There’s still plenty to admire about The Climb. While I think Covino’s heavily choreographed single-take shots can sometimes be too showy for their own good — just like the movie’s occasional musical interludes can feel self-consciously quirky — the casual leaps forward in time from sequence to sequence create a feeling of permanent limbo that nicely complements the characters’ chronic immaturity. But if the two men can both be depicted a little too broadly — Mike is an irredeemable (albeit well-meaning) shit, while Kyle’s penchant for being a pushover can get old — two of the film’s main actresses are The Climb’s highlight.
As Kyle’s quietly disapproving mom, Balsam nails the character’s every small little judgmental moment. (We can see how her needling, along with that of her opinionated daughters, turned Kyle into such a beta.) And Rankin is terrific as Marissa, who clearly isn’t a perfect match for Kyle, and yet her stubborn love for this big, kindly dolt — and his love for her — is the closest thing to a genuinely healthy relationship anywhere in The Climb.

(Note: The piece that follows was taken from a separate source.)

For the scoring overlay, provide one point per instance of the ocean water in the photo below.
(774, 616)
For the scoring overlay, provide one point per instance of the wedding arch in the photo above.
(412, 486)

It’s hardly novel for a modern film to dig into the complexity of male friendship. (This year’s First Cow does this beautifully.) Nor is it a newsflash to suggest that adult men are really just grown-up babies, forever afraid of emotional intimacy and still jockeying for dominance in the sandbox. The Climb is part of a cultural conversation that’s already happening, although I’m not sure it has a lot new to add.
That said, its ending has gotten to me all three times I’ve seen it. I won’t reveal what happens — spoiler alert, they’re still very much Mike and Kyle — but the final sequence suggests what’s ultimately most pitiful about guys like them. They’ll never learn — you know how guys are — but, eventually, they may procreate and pass on all those bad habits to a new generation of young men. And so the cycle continues.